Anyway, this goes to show that Japanese directors work surprisingly hard, mostly regardless of the reaction to their work. Tsutsumi is not the only one that has made three films in a year: Isshin Inudou saw three films released in 2005, Takeshi Miike often see 3-4 releases each year, and Isao Yukisada even follows up the biggest blockbuster of the year in summer 2004 with a huge historical blockbuster in time for New Years 2005. Of course, the film industry has to be healthy enough to enable these filmmakers to make so many films, which would explain why people are so impressed that Johnnie To can work on so many films at once.

- This Sunday marks the 10th anniversary of Hong Kong’s return to China, and Vancouver, which has been named mini-Hong Kong by some, is holding a small film series as a part of the Vancouver International Film Festival to celebrate it. For some reason, they managed to pick both the Election films by Johnnie To to be part of the screening.
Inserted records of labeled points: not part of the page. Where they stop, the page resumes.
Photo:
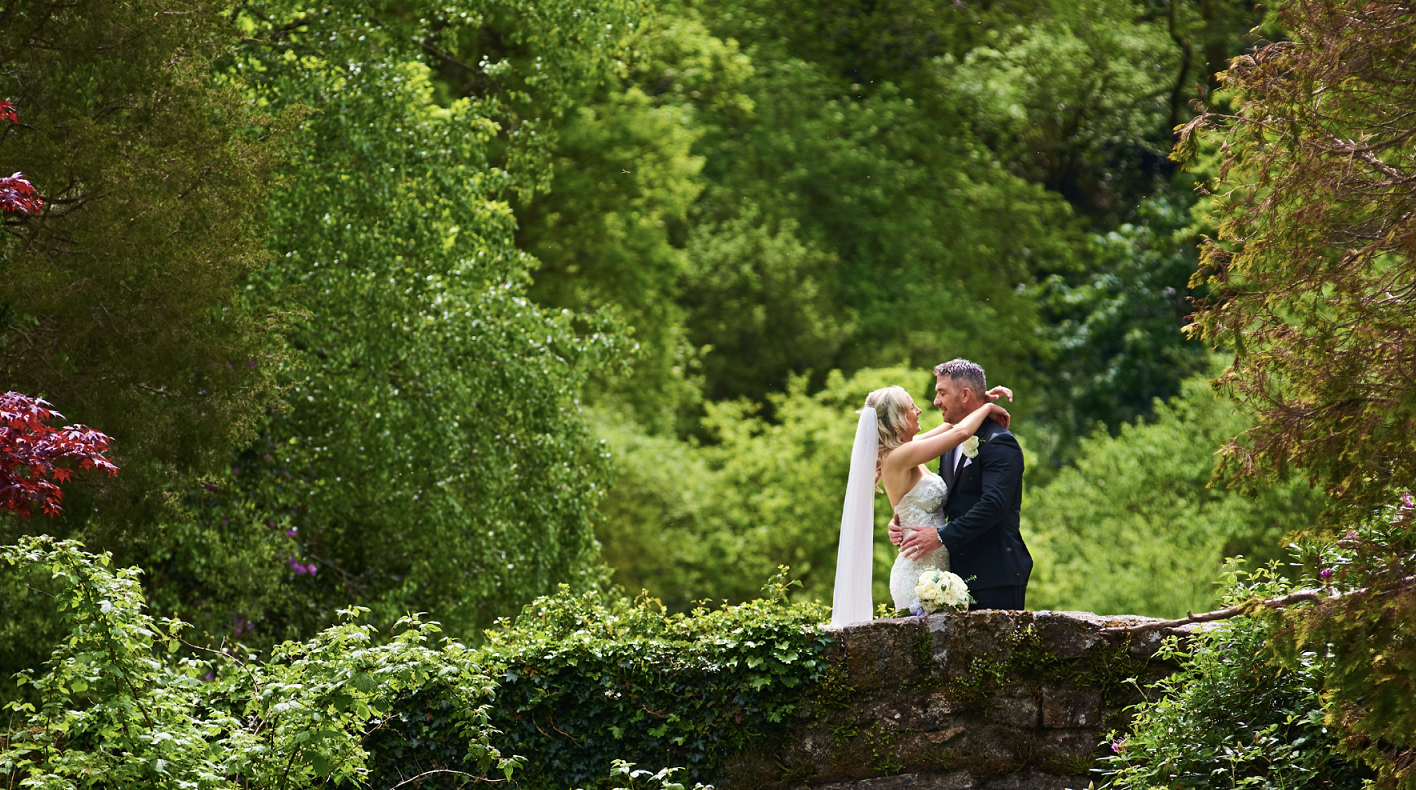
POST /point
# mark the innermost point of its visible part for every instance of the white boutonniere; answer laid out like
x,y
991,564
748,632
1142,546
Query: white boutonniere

Considering those films are known to be allegories for the relationship between mainland China and Hong Kong, it’s like showing Wag the Dog to celebrate Independence Day in the United States.

- In Hong Kong, one pop culture way to celebrate the handover anniversary is getting a bunch of pop stars together and sing a song! “Have You After All” features Andy Lau, Alan Tam, Hacken Lee, Eason Chan, Joey Yong, Leo Ku and even some Chinese opera singers pretty much praising how great Hong Kong has been in the last ten years. Especially cringe-inducing in its ass-kissing is the line about “Lion Rock connecting with the Great Wall/It can be felt in the veins” and the random Mandarin lines towards the end.
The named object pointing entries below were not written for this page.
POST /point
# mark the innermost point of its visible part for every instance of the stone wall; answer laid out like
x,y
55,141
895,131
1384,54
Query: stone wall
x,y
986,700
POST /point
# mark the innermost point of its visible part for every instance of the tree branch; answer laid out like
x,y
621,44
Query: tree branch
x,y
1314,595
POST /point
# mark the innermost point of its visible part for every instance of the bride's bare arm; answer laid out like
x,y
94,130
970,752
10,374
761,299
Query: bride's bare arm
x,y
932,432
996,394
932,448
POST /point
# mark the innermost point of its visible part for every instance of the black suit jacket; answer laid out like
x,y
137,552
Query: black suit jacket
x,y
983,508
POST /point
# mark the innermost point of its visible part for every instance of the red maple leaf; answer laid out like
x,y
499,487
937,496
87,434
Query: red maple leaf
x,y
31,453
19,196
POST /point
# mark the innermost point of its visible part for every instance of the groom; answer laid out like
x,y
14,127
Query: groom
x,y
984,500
Then some Hong Kong netizens come along and make a spoof of the song (a version with English lyrics here), not only writing satirical lyrics to lampoon the Hong Kong government with a pro-democracy slant, but also finding buddies to imitate the singers in the original song (especially spot-on are the Alan Tam and Chinese opera singer impressions). The best part is that the spoof got 10 times more viewers than the original song on Youtube.

It has become such a pop culture phenomenon that a RTHK program (RTHK is the government-run radio station with television production as well) would use the spoof as a way to mock the government (At one point, the host says everyone should get a “Don’t Speak Taboo face mask” and a “Don’t Hear Taboo ear plug”) and the Chief Executive. Of course, there’s also the anti-democracy spoof of the spoof, which just goes to show how much freedom of speech people still have in Hong Kong.
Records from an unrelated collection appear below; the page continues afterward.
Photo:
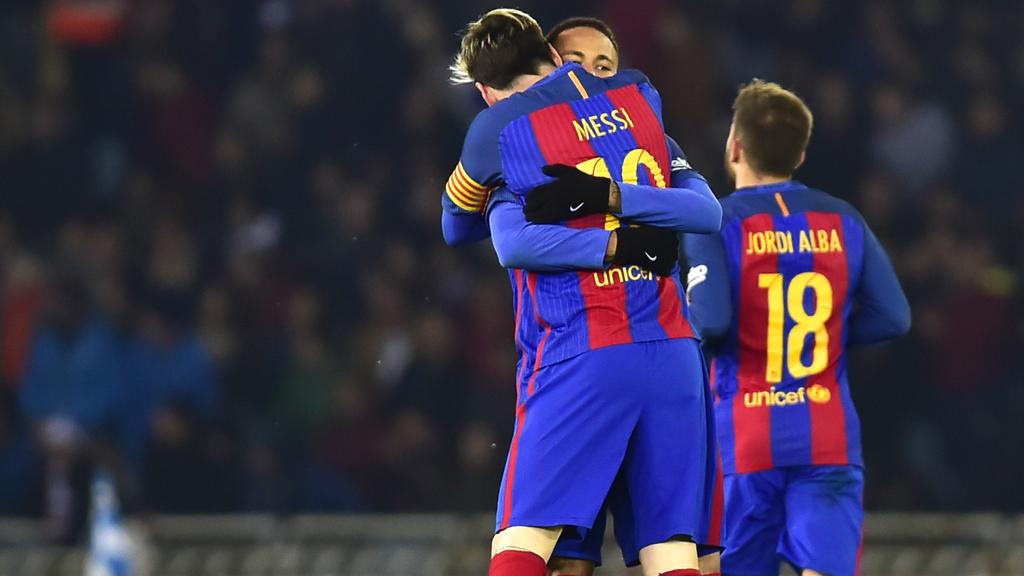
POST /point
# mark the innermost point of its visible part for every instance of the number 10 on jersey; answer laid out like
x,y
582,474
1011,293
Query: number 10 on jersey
x,y
782,302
(Thanks to EastSouthWestNorth for the idea)

- Lastly, Christina Aguilera says that she has been reading scripts to find the right role for her acting debut. I hope she never finds that script.

The Golden Rock Song of the Day - 6/25/2007

Today’s song, if i remember correctly, is the first solo single by Paul Wong during my high school days (obviously, I’m not that old). The album Yellow Paul Wong is out of print now, but you can find today’s song in the Beyond the Ultimate Story Compilation. It’s “Incomparable.”